SOUNDSTAGE! ON HIFIFeatures Archives

December 1, 2000

 

An Interview with Robert Silverman

For his recording of the Beethoven Piano Sonatas, Robert Silverman employed the Bösendorfer 290SE Reproducing Piano, which is a nine-foot Bösendorfer fitted with Wayne Stahnke's collection of sensors that measure all keyboard and pedal activity and record it to a computer hard drive, where it can be edited. The stored performances can be played back through the piano for recording at a later date, as was done here.

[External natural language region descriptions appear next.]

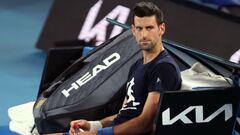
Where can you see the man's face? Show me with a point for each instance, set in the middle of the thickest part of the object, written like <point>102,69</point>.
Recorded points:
<point>147,32</point>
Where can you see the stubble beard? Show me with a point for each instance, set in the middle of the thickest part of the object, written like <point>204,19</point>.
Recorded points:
<point>146,47</point>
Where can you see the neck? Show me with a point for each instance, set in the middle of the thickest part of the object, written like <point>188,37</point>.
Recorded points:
<point>148,56</point>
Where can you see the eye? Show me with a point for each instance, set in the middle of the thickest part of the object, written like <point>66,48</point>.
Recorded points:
<point>149,28</point>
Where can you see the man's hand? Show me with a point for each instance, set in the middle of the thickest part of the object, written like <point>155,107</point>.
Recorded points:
<point>83,124</point>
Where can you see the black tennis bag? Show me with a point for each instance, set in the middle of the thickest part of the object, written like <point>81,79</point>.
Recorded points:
<point>95,91</point>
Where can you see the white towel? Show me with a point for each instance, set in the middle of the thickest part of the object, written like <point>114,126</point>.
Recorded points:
<point>21,118</point>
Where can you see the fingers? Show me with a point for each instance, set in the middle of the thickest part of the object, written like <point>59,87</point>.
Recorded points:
<point>83,124</point>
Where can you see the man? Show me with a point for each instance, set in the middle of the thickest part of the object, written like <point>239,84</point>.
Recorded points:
<point>148,77</point>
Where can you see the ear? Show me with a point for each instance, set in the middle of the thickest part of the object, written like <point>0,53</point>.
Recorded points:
<point>162,28</point>
<point>133,30</point>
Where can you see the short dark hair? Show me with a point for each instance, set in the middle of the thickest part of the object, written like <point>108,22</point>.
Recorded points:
<point>147,8</point>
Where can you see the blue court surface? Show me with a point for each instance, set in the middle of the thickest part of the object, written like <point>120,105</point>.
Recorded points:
<point>21,64</point>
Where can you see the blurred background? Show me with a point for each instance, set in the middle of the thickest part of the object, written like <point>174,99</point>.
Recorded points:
<point>28,28</point>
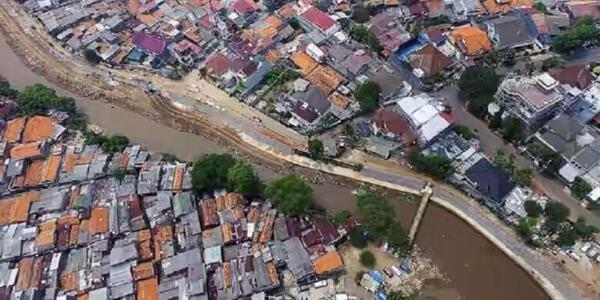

This is not the mechanical sounding player piano technology that everyone is familiar with from parlor piano-roll mechanisms. The sensors record touch and duration with phenomenal accuracy, and listening to a Stahnke Reproducing Piano is almost unsettlingly like hearing a ghost from the past, particularly when reproducing virtuosos long since dead, as on the two discs of Rachmaninoff "re-enactments" on Telarc (A Window in Time I & II, Telarc 80489 & 80491).

After Silverman and piano engineer Jim Turner had determined that they were satisfied with the performances of all of the sonatas, John Atkinson joined them to record the performances in 24-bit/88kHz hi-rez digital in a manic three-day session.


Wes Phillips: Has anybody living used this recording process before?

Robert Silverman: More than you know -- more than I know, too. For whatever reason, some people use it quietly without saying anything about it. I found it a wonderful tool and I enjoyed using it.

WP: What are its advantages over a conventional piano as far as you're concerned?

RS: There are so many -- ranging from the sublime to the ridiculous. The most obvious is that, thanks to a grant, I had access to it. The artistic advantage is that it allows you to make little adjustments. There are always going to be wrong notes, that's just the nature of performing challenging material. In the old days, the engineer would edit them out with a razor blade, these days you do it with software, but the reproducing piano allows you to make little adjustments to create an idealized performance.


Bosendorfer 290SE Reproducing Piano with microphone array used for recording Robert Silverman's Beethoven cycle.
(photo by John Atkinson)

Of course, there are things you can't do, either. A really sharp editor can (and routinely does) splice together 32nd notes from different performances on tape or a conventional digital recording. But splicing from two or three takes on the reproducing piano is so cumbersome as to be impossible -- it would take fifteen or twenty minutes per splice, which just isn't practical.

So what the piano forced me to do -- and I was happy to do it this way -- was to play the piece straight through with no stops. I'd do a piece two or three times and when I was happy with the overall musical shape of it, then I'd set to work editing that. You get an idealized version of a performance, not something that was compiled in the editing. When I realized that this was the ground rule, I was extremely happy about it. These are performances that feel natural and not artificial.

WP: Would this be your preferred method of recording now?

RS: If I could be assured of getting John Atkinson to come into Aaron Mendelssohn's house and record it, sure. I don't know if you've read John's article about recording the material (in the December, 2000 Stereophile), but you can't move the piano.

WP: Is this transferable? Could you perform on one reproducing piano and then record it from another?

RS: Yes, it's technically possible. There's a regulation program you run that assures that the piano is operating correctly. Play something back on an un-regulated instrument and it could sound like bloody hell, but assuming the piano is professionally maintained and regulated properly, it's amazingly accurate.

The exhilaration Jim Turner and I felt as we began to realize the sonatas were coming out so well is my biggest memory. And the terror I felt when John was actually recording them -- we only had a weekend and a day to record and it just didn't seem like enough time. John got his mikes set up rather quickly, but it still took a long time to get the routine going. Friday night came and we'd only gotten about an hour on tape. We were fortunate to be in a relatively quiet environment. Of course, there were airplanes and cars, which required re-recording, but since I wasn't doing the playing, we could repeat things as much as necessary.

Except once -- we just couldn't seem to get a take we liked of one passage. It was noisy or we didn't get the voicing we wanted or whatever, so, in frustration, John made me sit down and actually play it. It took a few tries to get it right.

At first I wasn't even going to mention the piano -- it was just a tool we used, and I was afraid that people might perceive it as a gimmick. But now I'm glad we're letting everyone know about it. It'll never replace conventional recording -- there are only 32 of these reproducing pianos and they're not going to make any more. I felt extraordinarily privileged to record this way -- and it was remarkably easy on me, unlike conventional recording. It is a wonderful tool: it allowed me to spend the time I needed to archive the performances I wanted and then record them in an extremely short period of time.

It allowed me to concentrate on my musical conception of these works -- and, at this stage of my life, I have one.